State cuts could force Farm Share to stop serving produce to hungry Florida families

Farm Share budget cuts would hurt food banks

WEST PALM BEACH, Fla. - For Florida's farmers, some of what they can't sell , they give to Farm Share, who then gives it to those Floridians in need of food.

"It's tomatoes, it's potatoes, green beans and melons and all sorts of families and what most families can't afford," Dan Shorter of Feed the Hungry food pantry, at Village Baptist Church, said.

At the food ministry at Village Baptist Church, Shorter said fruit and vegetable  help fill up these boxes every month.

Once a month is when they give boxes out to hungry families.

Those boxes go to hungry families, but the church and the Palm Beach County Food Bank say in the last year, they've been getting less produce.

"For every 7 pounds we were getting a year ago, we're getting one pound now," Shorter said.

Farm Share is facing a $750,000 cut from the state for the second year in a row.  Past cuts forced them to close down two distribution centers, including one in the Glades area.

"It's just terrible because the wholesale distribution part of all the agencies that serve the hungry is already fairly weak," Perry Borman of the Palm Beach County Food Bank, said.

Program leaders say the cut would starve the rest of the state from the produce.  

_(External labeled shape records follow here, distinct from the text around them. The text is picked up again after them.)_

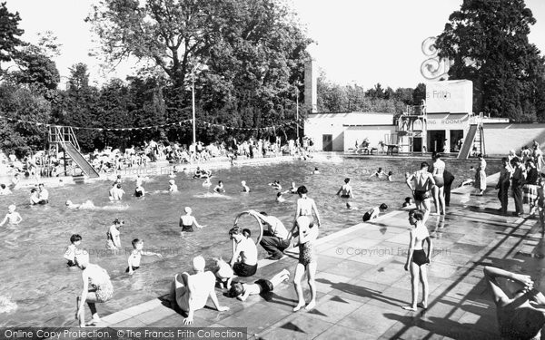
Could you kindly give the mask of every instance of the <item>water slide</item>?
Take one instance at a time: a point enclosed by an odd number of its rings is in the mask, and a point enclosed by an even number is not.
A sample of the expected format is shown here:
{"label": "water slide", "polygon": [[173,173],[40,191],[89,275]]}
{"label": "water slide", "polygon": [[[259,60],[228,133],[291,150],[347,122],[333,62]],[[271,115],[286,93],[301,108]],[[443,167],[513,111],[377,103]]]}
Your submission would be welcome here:
{"label": "water slide", "polygon": [[467,160],[468,157],[470,157],[471,147],[473,146],[473,141],[475,141],[475,135],[477,134],[477,124],[470,125],[470,131],[463,141],[461,150],[458,153],[459,160]]}
{"label": "water slide", "polygon": [[80,167],[85,175],[89,176],[90,178],[96,178],[100,176],[96,170],[93,168],[93,165],[91,165],[91,163],[85,160],[80,151],[75,149],[74,144],[71,142],[63,141],[59,142],[59,145],[63,148],[63,150],[64,150],[66,154],[70,156],[74,161],[75,161],[75,163]]}

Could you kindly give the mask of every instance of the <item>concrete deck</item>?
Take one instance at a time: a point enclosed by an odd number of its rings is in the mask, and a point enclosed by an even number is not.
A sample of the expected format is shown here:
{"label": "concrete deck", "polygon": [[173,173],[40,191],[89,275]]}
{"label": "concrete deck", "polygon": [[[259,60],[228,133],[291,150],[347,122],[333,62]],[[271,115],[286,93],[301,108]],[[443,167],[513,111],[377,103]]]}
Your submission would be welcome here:
{"label": "concrete deck", "polygon": [[[491,185],[494,178],[489,180]],[[209,300],[195,313],[193,326],[247,327],[251,339],[497,339],[495,306],[482,267],[493,264],[530,274],[542,290],[542,239],[534,218],[497,213],[493,187],[482,197],[470,191],[457,189],[446,217],[431,217],[427,223],[435,251],[426,311],[401,307],[411,301],[410,274],[403,270],[409,223],[407,212],[394,211],[319,240],[313,310],[292,312],[296,299],[292,282],[245,302],[228,298],[218,288],[221,304],[231,309],[218,313]],[[270,277],[282,268],[292,276],[296,257],[290,254],[279,261],[262,261],[257,275],[246,281]],[[308,300],[306,282],[303,287]],[[160,297],[107,316],[98,326],[183,327],[183,316],[168,306]]]}

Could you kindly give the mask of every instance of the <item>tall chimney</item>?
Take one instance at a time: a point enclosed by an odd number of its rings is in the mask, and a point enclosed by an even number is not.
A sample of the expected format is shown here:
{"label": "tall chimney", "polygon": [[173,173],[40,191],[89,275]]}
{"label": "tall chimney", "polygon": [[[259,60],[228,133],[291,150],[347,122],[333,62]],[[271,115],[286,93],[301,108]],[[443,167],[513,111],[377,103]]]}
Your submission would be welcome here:
{"label": "tall chimney", "polygon": [[318,112],[318,67],[314,60],[304,63],[304,106]]}

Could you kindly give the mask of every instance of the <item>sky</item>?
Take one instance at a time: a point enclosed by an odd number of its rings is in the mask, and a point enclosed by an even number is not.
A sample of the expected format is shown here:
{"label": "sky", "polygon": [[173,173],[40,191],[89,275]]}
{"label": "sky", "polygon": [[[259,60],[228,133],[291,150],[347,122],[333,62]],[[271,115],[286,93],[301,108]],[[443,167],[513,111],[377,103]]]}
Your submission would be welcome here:
{"label": "sky", "polygon": [[[89,56],[97,47],[91,25],[84,19],[98,0],[6,0],[10,12],[19,12],[23,39],[37,41],[37,34],[52,31],[63,44],[54,58],[62,76],[77,63],[89,66],[91,82],[101,84],[111,78],[124,79],[134,72],[134,63],[112,70],[101,68],[102,60]],[[371,88],[415,87],[426,80],[420,73],[427,58],[422,41],[441,34],[449,15],[462,0],[288,0],[308,35],[318,67],[339,84],[357,83]],[[530,41],[545,52],[545,1],[526,0],[537,24]],[[64,78],[65,79],[65,78]]]}

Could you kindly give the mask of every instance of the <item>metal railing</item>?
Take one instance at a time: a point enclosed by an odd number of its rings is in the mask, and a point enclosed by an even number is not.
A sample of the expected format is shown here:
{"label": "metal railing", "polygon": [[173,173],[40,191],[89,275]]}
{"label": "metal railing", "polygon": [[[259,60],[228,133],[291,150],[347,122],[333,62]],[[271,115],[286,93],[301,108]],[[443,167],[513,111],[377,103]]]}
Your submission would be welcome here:
{"label": "metal railing", "polygon": [[77,138],[75,138],[75,134],[74,133],[74,130],[70,126],[57,126],[53,125],[49,127],[49,143],[50,144],[58,144],[58,143],[72,143],[80,151],[79,143],[77,142]]}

Farm Share workers say the program could end up only donating food within the Miami-Dade and Broward County area without the money.

"People cry sometimes when we give them a bag of green beans or a bag of potatoes, so that tells you how much it means to them," Shorter said. "Not giving produce and knowing that produce is going to go to waste somewhere, that's horrible."

Food wasted while thousands sit hungry.

Borman of the Palm Beach County Food Bank said they'll have to get more creative to fill the void.